Mengapa begitu? Ini zaman virtual bung. Era kejayaan digital.
Manusia menyembah Google lebih dari apapun. Mau tahu segala hal, mereka bertanya kepada Google, bukan buku.
Gugling saja beres.
Di tengah arus sedemikian deras itu, Cak Ali kok malah menerbitkan buku.
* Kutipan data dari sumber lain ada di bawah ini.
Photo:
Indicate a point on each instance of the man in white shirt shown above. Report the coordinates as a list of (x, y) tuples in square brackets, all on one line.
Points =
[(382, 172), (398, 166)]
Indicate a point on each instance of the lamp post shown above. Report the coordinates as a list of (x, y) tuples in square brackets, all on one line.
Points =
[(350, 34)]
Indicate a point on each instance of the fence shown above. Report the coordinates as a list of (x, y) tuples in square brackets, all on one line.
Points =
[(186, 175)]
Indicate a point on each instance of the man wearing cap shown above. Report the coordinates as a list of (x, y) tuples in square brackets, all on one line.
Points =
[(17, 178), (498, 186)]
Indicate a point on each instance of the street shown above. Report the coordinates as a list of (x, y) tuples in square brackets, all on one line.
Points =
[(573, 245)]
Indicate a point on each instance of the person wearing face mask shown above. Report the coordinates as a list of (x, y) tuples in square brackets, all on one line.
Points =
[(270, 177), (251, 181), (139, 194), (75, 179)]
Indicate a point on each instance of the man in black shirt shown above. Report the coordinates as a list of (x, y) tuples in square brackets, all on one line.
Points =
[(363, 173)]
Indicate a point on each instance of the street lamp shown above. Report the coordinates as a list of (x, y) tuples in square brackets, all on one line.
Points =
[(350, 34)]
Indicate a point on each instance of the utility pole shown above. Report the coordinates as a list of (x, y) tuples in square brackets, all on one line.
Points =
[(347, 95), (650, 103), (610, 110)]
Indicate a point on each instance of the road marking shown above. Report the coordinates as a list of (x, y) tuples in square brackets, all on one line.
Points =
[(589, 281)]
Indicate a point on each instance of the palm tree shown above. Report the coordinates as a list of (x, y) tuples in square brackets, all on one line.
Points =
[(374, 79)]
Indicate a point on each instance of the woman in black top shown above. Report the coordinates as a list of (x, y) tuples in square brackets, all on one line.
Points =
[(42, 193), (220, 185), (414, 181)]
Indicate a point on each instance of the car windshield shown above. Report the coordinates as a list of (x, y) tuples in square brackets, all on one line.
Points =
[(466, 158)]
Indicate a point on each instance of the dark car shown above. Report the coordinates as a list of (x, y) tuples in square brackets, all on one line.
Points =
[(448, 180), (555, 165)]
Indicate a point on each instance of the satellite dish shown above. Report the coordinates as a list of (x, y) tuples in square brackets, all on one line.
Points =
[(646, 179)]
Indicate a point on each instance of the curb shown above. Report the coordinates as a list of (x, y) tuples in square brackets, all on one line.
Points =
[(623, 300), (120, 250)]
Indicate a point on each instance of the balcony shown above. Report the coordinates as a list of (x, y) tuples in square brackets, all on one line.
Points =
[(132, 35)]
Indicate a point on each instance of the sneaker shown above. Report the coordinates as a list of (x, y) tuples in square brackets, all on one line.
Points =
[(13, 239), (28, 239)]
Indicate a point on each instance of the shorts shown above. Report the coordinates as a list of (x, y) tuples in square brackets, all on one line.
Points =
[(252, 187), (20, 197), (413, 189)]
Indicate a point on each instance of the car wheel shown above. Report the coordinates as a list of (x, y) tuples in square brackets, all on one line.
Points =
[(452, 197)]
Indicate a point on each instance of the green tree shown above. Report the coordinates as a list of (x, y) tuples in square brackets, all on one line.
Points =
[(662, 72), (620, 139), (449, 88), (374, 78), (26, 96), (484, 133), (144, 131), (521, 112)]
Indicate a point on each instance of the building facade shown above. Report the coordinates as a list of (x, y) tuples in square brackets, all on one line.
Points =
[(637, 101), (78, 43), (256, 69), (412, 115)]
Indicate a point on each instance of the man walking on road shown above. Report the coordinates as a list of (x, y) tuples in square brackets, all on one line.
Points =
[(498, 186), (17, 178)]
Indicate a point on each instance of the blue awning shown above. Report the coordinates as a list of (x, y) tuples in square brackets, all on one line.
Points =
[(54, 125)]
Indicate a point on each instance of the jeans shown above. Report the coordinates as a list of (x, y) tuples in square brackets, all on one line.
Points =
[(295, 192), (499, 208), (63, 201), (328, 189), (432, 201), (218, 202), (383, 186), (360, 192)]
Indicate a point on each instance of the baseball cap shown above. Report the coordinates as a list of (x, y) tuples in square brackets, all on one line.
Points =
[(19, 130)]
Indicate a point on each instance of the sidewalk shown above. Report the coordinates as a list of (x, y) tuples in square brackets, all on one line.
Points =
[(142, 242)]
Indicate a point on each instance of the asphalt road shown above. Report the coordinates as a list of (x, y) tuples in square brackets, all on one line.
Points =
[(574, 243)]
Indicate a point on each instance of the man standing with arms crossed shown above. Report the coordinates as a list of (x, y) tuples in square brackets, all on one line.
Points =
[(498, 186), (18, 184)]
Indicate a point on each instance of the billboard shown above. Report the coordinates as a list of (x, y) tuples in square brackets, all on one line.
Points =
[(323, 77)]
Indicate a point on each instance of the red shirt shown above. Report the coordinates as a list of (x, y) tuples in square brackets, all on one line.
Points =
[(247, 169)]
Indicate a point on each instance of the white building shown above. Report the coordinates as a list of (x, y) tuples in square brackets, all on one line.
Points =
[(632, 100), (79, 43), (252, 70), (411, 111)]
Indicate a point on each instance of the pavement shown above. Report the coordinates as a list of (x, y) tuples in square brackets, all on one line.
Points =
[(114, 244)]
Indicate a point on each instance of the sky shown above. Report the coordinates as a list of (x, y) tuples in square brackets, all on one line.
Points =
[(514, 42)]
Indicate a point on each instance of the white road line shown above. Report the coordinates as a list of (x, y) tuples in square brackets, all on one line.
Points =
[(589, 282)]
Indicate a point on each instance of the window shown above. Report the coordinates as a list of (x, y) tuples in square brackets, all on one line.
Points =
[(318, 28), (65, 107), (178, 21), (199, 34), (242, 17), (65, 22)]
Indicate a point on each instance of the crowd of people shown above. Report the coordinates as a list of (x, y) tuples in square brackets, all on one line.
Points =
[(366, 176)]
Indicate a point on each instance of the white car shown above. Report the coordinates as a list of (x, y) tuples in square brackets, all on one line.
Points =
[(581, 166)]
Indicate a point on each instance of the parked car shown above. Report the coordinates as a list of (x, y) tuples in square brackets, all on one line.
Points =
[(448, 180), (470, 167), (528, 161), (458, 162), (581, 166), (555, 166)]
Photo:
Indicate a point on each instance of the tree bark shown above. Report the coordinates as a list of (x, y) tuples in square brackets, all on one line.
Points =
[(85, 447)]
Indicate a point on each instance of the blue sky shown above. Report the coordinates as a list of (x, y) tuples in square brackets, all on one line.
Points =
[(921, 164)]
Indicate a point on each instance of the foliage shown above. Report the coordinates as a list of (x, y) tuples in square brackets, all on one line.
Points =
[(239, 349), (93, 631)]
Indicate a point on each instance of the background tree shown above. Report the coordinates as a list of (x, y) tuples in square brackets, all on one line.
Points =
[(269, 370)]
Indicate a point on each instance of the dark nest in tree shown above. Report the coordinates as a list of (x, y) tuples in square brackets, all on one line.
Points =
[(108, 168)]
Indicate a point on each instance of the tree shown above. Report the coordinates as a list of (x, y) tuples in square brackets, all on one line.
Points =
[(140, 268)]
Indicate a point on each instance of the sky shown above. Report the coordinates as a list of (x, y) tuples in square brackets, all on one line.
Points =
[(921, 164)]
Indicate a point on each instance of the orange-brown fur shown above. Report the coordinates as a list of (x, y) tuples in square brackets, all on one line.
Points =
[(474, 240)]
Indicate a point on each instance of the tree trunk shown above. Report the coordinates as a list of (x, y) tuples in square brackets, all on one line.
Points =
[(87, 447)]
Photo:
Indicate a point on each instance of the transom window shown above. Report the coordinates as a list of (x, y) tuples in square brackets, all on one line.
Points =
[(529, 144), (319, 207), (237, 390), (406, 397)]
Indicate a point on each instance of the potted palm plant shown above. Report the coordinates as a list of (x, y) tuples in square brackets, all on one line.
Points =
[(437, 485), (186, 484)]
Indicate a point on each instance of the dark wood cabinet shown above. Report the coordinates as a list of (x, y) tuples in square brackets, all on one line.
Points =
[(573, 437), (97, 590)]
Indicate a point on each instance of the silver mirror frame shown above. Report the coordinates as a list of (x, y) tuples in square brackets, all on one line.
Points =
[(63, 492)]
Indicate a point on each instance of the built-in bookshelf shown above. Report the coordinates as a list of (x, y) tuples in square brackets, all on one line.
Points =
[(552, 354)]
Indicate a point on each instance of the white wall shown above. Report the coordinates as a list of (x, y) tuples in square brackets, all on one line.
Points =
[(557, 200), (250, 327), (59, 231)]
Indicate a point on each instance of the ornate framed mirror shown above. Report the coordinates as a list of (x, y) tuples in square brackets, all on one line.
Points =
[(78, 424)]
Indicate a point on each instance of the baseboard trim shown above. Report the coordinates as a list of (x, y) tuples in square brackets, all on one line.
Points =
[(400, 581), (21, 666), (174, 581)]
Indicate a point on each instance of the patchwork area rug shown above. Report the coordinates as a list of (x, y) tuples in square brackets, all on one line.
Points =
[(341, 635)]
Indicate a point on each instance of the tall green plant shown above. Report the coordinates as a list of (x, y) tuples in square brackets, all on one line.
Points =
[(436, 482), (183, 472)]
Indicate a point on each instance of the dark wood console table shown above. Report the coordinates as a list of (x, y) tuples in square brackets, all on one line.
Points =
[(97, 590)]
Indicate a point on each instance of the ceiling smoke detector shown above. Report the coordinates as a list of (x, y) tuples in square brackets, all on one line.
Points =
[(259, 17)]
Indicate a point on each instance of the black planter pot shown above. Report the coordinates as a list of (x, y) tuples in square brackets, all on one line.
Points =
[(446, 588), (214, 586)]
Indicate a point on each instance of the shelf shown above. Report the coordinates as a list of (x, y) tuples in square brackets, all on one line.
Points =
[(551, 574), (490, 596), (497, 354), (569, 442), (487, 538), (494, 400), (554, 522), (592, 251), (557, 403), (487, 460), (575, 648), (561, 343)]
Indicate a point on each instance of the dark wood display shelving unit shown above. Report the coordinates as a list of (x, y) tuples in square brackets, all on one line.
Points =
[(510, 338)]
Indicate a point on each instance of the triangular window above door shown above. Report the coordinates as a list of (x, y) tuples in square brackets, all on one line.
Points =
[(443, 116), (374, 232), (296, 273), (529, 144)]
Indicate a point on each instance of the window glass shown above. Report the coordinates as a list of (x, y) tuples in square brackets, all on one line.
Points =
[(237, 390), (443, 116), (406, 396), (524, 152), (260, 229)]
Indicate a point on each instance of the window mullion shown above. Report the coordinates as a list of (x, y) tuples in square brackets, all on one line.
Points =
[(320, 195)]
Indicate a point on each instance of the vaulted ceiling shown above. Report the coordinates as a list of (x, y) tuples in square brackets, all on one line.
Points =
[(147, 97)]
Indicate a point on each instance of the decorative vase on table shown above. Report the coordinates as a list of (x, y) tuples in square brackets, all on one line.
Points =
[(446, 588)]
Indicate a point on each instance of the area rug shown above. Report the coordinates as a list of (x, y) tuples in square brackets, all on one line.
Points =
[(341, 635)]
Cetak pula.
Padahal era print sudah senjakala.
Di ambang rembang zaman baru.
Aneh bukan?
Butuh keberanian luar biasa untuk melakoninya.
Berbagai survei dan riset terbaru membuktikan kecenderungan tren masyarakat membaca buku menyusut.
Orang beralih ke e-book serta bahan bacaan digital yang melimpah ruah.
Bahan tersebut mudah diperoleh dan praktis pula pendokumentasiannya.
Bisa diakses kapan saja jika seseorang membutuhkan.
Berbeda dengan buku cetak yang makan ruang khusus.
Pun dianggap kurang gaul bagi kaum milenial, generasi keseringan merunduk menatap layar gadget yang lebih doyan jelajah virtual ketimbang meraba kertas.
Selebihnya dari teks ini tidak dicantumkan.